AELP Consultation on National Minimum Wage6th October 2015
The Association of Employment and Learning Providers (AELP), which represents the interests of a range of organisations delivering vocational learning and employment and employability support within the United Kingdom, have released their findings after a consultation on the National Living Wage.
The National Living Wage, one of George Osborne’s key employment and skills measures announced in the Summer Budget, will see the minimum wage (for those 25 and above) rise from £6.70 to £7.20 per hour in April 2016, increasing to £9 per hour by 2020. The Apprenticeship minimum wage will also increased by 57p, up to £3.30 per hour.
The AELP stated the key principles which underlay their consultation and response:
There are too many categories of minimum wages which makes the system difficult to understand or justify.
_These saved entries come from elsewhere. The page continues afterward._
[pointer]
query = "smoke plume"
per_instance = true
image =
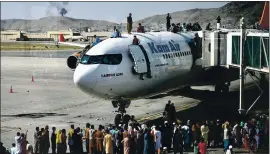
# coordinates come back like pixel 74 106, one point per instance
pixel 60 7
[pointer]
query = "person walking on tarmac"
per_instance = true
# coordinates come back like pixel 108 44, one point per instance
pixel 129 23
pixel 172 112
pixel 166 113
pixel 168 23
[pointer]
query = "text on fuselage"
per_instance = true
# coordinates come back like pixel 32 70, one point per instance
pixel 113 74
pixel 163 48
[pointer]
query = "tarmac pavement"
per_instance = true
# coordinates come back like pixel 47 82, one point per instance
pixel 53 99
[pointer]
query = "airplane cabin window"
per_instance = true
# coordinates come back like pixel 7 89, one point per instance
pixel 109 59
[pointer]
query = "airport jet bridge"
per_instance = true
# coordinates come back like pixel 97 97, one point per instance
pixel 223 48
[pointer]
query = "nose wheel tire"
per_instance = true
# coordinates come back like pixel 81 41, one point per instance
pixel 118 119
pixel 126 119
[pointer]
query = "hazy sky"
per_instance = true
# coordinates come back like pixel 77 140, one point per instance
pixel 110 11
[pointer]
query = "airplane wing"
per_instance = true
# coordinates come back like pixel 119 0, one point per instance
pixel 62 41
pixel 74 44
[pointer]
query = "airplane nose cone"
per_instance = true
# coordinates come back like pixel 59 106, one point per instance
pixel 83 78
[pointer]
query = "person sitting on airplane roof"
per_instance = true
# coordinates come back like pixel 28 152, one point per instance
pixel 97 40
pixel 174 28
pixel 208 27
pixel 140 28
pixel 116 32
pixel 135 41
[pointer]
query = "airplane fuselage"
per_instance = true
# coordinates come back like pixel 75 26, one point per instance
pixel 169 60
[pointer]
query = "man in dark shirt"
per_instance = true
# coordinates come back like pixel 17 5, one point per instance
pixel 129 23
pixel 218 22
pixel 175 29
pixel 47 139
pixel 36 140
pixel 140 28
pixel 168 23
pixel 53 140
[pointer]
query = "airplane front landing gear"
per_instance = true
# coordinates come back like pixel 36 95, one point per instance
pixel 121 117
pixel 222 88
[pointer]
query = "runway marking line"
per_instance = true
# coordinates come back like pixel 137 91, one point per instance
pixel 159 114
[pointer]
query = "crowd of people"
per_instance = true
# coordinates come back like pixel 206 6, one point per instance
pixel 133 138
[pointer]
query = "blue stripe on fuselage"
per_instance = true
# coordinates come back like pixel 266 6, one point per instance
pixel 164 48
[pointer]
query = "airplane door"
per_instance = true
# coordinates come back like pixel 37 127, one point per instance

This is also the cause of many employers paying the wrong rates of pay.
We believe all working people should be fairly rewarded but the minimum wage must be set at a rate that does not impact on the employment prospects of any people but especially young people.
There is a justification for apprentices to be paid a lower rate than their co workers because of the commitment the employer makes to supporting the apprentices but this should only be in the region of around 20%. This should not apply to anyone over the age of 25.
When an increase in the minimum wage is justified then this increase should be managed in stages so that the impact of the change can be monitored.
We should encourage all employers to pay a fair rate which in many cases is well above the minimum levels.
In light of these considerations, the AELP consultation developed the following recommendations for the Government to adopt in order to make the National Living Wage a successful and inclusive policy development for all:
Minimum (Living) Wage set at 60% of the average wage rate.
This should apply to all workers over 25 including all apprentices. Apprentices at that age are normally already at work albeit undertaking a new role or a substantive training programme. Employers will be getting the productivity gains and benefits so they should be able to afford this pay rate without affecting employment.
The NLW for 18 to 24 year olds should be set at 15% below the general NLW to represent the additional training and support provided by employers to less experienced workers. This wage gap should be closed progressively for workers over 18 by 2020.
The NLW for 16 -18 year olds should be set at 25% below the general NLW and this gap should be progressively closed to 15% by 2020.
We should consider if apprentices over the age of 25 should be paid the NLW by 2020. The current gap between the payment for the first year of the Apprenticeship should be closed over that period.
Apprentices aged 18 – 24 in their first year should be paid at the same rate as other 18 – 24 year old workers by 2020. If so, the gap should be closed progressively between now and then.
7. Apprentices aged 16 – 18 should have a NLW at 20% below the payment for non Apprenticeship employees. This gap should be closed by 2020.